Most, if not all, of the hummingbirds at your feeders in September are migrants and not the same individuals you’ve watched all summer. Since they all look alike, it’s difficult to know for sure, but banding studies have shown the turnover. It’s not necessary to take down feeders to force hummingbirds to leave, and in the fall all the birds at your feeder are already migrating anyway. Keep them up as long as you can and just maybe a wayward rare species will find them.

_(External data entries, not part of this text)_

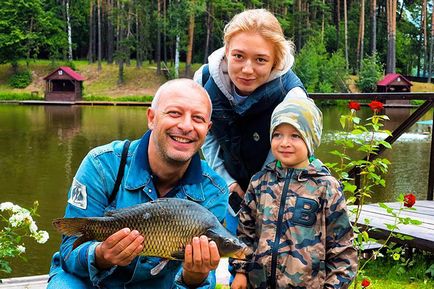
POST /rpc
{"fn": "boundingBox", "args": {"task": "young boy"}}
[231,98,357,289]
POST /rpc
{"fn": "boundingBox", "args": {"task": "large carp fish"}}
[53,198,248,260]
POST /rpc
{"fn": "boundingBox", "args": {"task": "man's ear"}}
[146,108,155,130]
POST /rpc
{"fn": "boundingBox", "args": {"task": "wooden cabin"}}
[377,73,413,106]
[44,66,84,101]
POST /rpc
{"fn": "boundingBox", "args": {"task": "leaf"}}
[425,264,434,278]
[410,219,423,226]
[384,224,398,231]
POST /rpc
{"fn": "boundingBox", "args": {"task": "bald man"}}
[47,79,228,289]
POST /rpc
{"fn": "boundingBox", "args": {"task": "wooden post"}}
[426,101,434,201]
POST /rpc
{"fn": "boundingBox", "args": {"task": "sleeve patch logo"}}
[68,178,87,209]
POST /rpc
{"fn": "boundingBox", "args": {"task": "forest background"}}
[0,0,434,97]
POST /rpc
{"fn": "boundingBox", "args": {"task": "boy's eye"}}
[272,132,282,138]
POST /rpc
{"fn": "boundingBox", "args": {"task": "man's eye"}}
[193,115,205,123]
[167,111,181,117]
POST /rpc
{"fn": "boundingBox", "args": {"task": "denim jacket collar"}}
[125,130,203,200]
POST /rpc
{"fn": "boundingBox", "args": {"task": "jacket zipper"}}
[270,169,294,289]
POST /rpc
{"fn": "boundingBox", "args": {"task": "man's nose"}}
[178,115,193,131]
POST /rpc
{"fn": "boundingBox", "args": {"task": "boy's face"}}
[271,123,309,168]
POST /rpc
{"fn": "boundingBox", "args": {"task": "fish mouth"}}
[232,246,253,260]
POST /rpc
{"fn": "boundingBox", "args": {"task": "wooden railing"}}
[309,92,434,201]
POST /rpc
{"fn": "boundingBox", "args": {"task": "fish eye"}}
[223,239,233,246]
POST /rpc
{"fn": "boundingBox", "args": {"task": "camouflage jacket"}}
[231,160,357,289]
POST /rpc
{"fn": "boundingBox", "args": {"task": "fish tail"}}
[53,218,89,236]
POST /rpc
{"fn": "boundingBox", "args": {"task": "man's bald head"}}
[151,78,212,118]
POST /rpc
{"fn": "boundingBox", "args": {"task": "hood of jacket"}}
[208,47,294,103]
[264,159,331,181]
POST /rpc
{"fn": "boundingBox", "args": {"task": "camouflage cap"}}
[270,97,322,156]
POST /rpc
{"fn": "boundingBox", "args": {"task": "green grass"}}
[216,252,434,289]
[0,60,166,101]
[0,88,44,101]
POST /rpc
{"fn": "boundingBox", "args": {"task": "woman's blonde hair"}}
[223,9,294,70]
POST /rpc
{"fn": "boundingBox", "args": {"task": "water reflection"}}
[0,105,432,278]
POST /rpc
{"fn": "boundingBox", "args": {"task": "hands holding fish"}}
[95,228,144,269]
[182,236,220,286]
[95,228,220,286]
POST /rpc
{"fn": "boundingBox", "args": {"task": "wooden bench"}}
[349,200,434,252]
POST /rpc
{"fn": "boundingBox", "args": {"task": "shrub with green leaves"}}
[9,70,32,88]
[356,54,383,92]
[294,37,348,93]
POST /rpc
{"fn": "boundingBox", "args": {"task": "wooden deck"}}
[350,200,434,252]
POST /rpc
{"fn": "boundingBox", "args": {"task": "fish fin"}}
[151,259,169,276]
[72,236,91,250]
[170,250,185,261]
[53,218,89,236]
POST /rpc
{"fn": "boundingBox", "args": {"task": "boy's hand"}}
[229,183,245,198]
[231,273,247,289]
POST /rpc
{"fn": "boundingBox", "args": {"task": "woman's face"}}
[226,32,276,95]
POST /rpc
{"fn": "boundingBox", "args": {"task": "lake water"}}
[0,105,432,278]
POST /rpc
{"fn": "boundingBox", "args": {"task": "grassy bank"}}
[0,60,434,101]
[216,252,434,289]
[0,60,171,101]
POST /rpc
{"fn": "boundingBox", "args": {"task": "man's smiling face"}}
[148,83,211,164]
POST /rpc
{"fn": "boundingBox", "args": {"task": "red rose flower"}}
[404,194,416,208]
[369,100,383,112]
[361,279,371,288]
[348,101,360,110]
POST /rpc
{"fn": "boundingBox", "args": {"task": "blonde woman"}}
[194,9,307,243]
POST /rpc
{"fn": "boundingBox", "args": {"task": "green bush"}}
[294,37,348,93]
[9,70,32,88]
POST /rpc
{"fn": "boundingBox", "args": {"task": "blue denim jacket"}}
[50,131,228,288]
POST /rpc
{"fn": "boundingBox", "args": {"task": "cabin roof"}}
[377,73,413,86]
[44,66,84,81]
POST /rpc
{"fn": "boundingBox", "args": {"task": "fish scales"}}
[53,198,245,259]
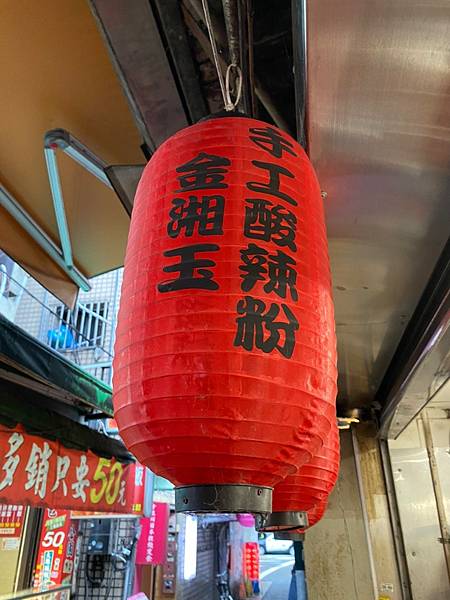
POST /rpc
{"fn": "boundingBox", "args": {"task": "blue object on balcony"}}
[47,325,76,350]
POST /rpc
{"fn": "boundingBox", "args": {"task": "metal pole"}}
[351,427,379,600]
[420,409,450,581]
[380,440,413,600]
[289,540,308,600]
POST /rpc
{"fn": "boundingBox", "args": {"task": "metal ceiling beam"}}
[89,0,188,150]
[377,241,450,439]
[105,165,145,217]
[152,0,208,123]
[291,0,307,151]
[182,0,289,133]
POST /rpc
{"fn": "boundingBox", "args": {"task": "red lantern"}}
[275,496,328,540]
[308,496,328,529]
[114,116,336,512]
[261,409,339,531]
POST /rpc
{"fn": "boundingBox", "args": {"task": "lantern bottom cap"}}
[175,484,272,517]
[273,531,305,542]
[257,511,308,532]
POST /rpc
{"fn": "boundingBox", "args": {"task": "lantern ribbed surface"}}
[113,117,337,487]
[272,410,340,513]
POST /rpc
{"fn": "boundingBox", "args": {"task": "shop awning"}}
[0,315,113,416]
[0,0,143,304]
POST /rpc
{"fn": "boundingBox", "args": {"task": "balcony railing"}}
[0,273,115,384]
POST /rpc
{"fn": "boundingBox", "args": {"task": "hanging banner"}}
[34,508,78,590]
[0,504,25,538]
[0,427,144,515]
[136,502,170,565]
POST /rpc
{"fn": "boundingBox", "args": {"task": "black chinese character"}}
[244,198,297,252]
[250,127,297,158]
[234,296,299,358]
[158,244,220,293]
[167,196,225,238]
[177,152,231,192]
[264,250,298,302]
[239,244,298,301]
[239,244,269,292]
[247,160,297,206]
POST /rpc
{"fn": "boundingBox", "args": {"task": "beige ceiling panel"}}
[0,0,143,277]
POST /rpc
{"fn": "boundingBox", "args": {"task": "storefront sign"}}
[136,502,170,565]
[0,504,25,538]
[34,509,78,589]
[0,427,144,514]
[243,542,259,581]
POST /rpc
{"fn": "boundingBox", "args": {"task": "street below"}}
[261,554,294,600]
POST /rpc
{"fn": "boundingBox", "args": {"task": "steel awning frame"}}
[0,183,91,291]
[0,315,113,416]
[0,129,121,292]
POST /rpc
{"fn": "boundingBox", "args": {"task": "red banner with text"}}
[0,427,144,515]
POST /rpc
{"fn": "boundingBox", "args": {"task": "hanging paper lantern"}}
[114,116,336,512]
[260,408,340,531]
[274,496,328,541]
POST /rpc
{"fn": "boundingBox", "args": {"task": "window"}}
[48,302,108,350]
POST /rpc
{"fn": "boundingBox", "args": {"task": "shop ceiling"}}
[0,0,450,420]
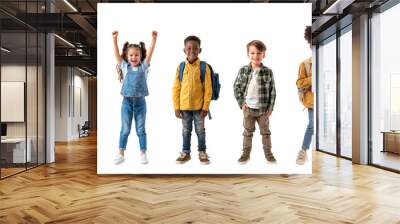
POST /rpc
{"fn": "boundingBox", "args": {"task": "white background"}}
[97,3,312,174]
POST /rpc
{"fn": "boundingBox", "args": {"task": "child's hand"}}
[112,31,118,39]
[242,103,249,111]
[151,30,158,39]
[175,110,182,119]
[200,110,208,118]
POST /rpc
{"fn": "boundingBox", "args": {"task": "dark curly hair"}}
[183,36,201,46]
[121,41,147,62]
[304,26,312,45]
[246,40,267,52]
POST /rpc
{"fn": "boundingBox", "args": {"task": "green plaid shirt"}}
[233,65,276,112]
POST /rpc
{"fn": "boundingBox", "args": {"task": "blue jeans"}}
[301,108,314,150]
[182,110,206,153]
[119,97,147,151]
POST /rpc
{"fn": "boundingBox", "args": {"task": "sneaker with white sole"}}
[114,154,125,165]
[199,151,210,165]
[140,152,149,164]
[176,152,190,164]
[296,149,308,165]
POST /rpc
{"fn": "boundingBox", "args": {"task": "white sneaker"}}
[114,154,125,165]
[140,152,149,164]
[296,149,308,165]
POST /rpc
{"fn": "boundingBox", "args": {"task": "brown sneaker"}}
[296,149,308,165]
[238,151,250,165]
[265,152,276,164]
[199,151,210,165]
[176,152,190,164]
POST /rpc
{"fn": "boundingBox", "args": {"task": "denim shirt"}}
[119,60,149,97]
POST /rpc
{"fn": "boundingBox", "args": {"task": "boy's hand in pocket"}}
[200,110,208,118]
[175,110,182,118]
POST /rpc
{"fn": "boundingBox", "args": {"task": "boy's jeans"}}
[243,108,271,156]
[301,108,314,150]
[182,110,206,153]
[119,97,147,151]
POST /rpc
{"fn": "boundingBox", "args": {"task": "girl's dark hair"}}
[246,40,267,52]
[183,36,201,46]
[121,41,147,62]
[304,26,312,44]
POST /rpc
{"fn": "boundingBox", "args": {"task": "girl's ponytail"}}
[139,42,147,61]
[121,41,129,61]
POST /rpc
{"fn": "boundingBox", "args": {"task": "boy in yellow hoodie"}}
[172,36,212,165]
[296,26,314,165]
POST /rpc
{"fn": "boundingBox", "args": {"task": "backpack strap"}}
[200,61,207,82]
[179,61,185,82]
[304,61,311,77]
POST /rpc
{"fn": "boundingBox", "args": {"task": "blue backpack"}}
[179,61,221,100]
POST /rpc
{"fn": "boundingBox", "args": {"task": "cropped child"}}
[296,26,314,165]
[172,36,212,165]
[112,31,157,164]
[233,40,276,164]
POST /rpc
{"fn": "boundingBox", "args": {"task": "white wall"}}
[55,67,88,141]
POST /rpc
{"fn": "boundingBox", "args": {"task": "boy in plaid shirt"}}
[233,40,276,164]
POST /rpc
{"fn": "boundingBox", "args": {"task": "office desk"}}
[381,131,400,154]
[1,138,32,163]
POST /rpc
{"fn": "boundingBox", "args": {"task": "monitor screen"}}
[1,123,7,136]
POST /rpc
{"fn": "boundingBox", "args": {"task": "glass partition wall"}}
[316,24,352,159]
[370,1,400,172]
[317,35,336,154]
[0,1,46,179]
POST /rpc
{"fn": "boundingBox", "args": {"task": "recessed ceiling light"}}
[54,34,75,48]
[1,47,11,53]
[64,0,78,12]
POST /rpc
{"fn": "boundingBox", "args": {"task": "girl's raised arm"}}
[112,31,122,64]
[146,31,158,65]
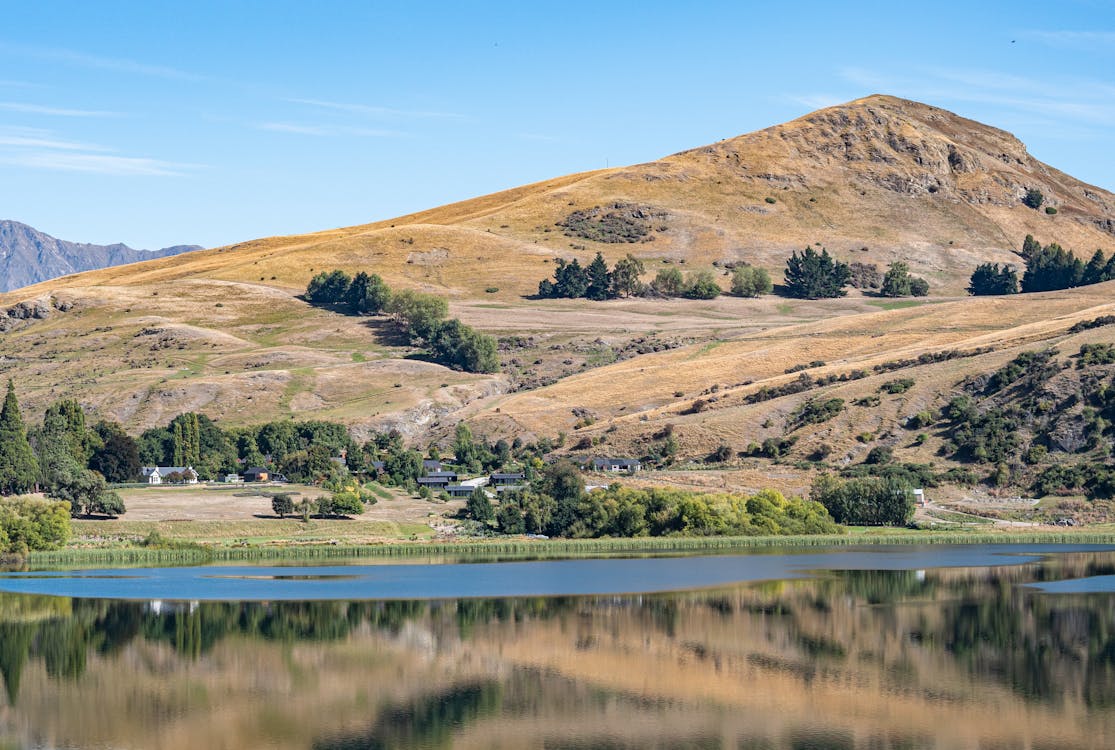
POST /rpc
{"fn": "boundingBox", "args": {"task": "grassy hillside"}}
[0,97,1115,457]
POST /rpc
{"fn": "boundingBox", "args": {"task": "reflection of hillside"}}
[0,553,1115,750]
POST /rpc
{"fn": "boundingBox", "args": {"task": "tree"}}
[1021,242,1084,292]
[345,271,391,315]
[650,266,685,296]
[89,421,143,483]
[968,263,1018,296]
[1022,187,1045,210]
[271,493,294,518]
[306,269,352,304]
[584,252,612,302]
[785,247,852,300]
[611,253,647,296]
[1020,234,1041,261]
[685,270,720,300]
[386,289,449,341]
[318,493,363,516]
[880,261,929,296]
[47,464,125,517]
[539,257,593,299]
[0,380,39,495]
[809,475,914,526]
[731,265,774,296]
[1080,250,1115,284]
[465,487,495,524]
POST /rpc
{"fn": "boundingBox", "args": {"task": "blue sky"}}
[0,0,1115,249]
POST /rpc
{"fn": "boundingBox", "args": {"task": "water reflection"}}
[0,553,1115,750]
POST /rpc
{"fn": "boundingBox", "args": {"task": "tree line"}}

Where do they all go? There is some evidence that more of them travel around the Gulf of Mexico in fall migration, rather than cross it as they do in spring. They’ll spend the winter in Mexico and Central America. Weighing a mere two-tenths of an ounce, they’ll make the round trip back in April and delight us once again with their bright colors and active flights after our long white winter.
Ghosts on the Screen
When radar was first deployed, operators called them “ghosts”, mysterious echoes seen on radar screens on clear nights. Some of these were caused by migrating birds and insects. Since the first units were placed along the Gulf Coast in the 1950s, ornithologists and birders have become increasingly aware of the power of using radar as a tool for understanding bird migration. In addition to detecting and depicting meteorological phenomena, this radar network can be used to watch and to track the movements of birds. And, its available at your fingertips. When a cold front passes through and the winds are from the northwest, visit the NOAA weather radar site on the internet when it becomes dark outside and see if the birds have lifted off and are headed southward. Learn more about radar ornithology from the eBird blog.
Green Darners on the Move
A mere three inches long and weighing just four-hundredths of an ounce, it’s gliding on four wings thousands of feet in the air. With hundreds, maybe even thousands, of other individuals and little fanfare, it left a small Vermont pond and struck southward. Autumn is a season of migration and this Common Green Darner dragonfly is headed to warmer waters thousands of miles away, perhaps as far as Central America or the Caribbean.
Dragonfly migrations have been observed on every continent except Antarctica, with some species performing spectacular long-distance mass flights. A dragonfly called the wandering glider is the long-distance champion, making flights across the Indian Ocean that cover twice the distance of monarch butterfly migrations. In North America, dragonfly migrations occur annually in late summer and early fall, when millions of insects, hatched in the north, move southward. Of North America’s over 330 dragonfly species, only nine regularly migrate.
North America’s most abundant and widespread migrant dragonfly is the Common Green Darner. In the spring, just after the ice has disappeared from the ponds, green darners suddenly appear, well before any local dragonflies have emerged. These are migrants from the south, having flown from perhaps Florida, the Caribbean, or Mexico. They breed soon after arriving, and their nymphs develop quickly in water warmed by the spring and summer sun. Many adults emerge from the ponds in August. They feast on insects to pack on fat, perhaps increasing their weight by up to a third. But instead of breeding at their natal site, they begin a southward migration that may span a month or even longer.
Migrating only during daylight hours, green darners can fly more than 60 miles a day with favorable tailwinds from the north. When the winds turn against them, they stop, sometimes for several days, to dine on mosquitoes, gnats, flies and other insects until the north winds urge them onward. But no one knows where they are going exactly…but VCE biologists are working to solve the mystery.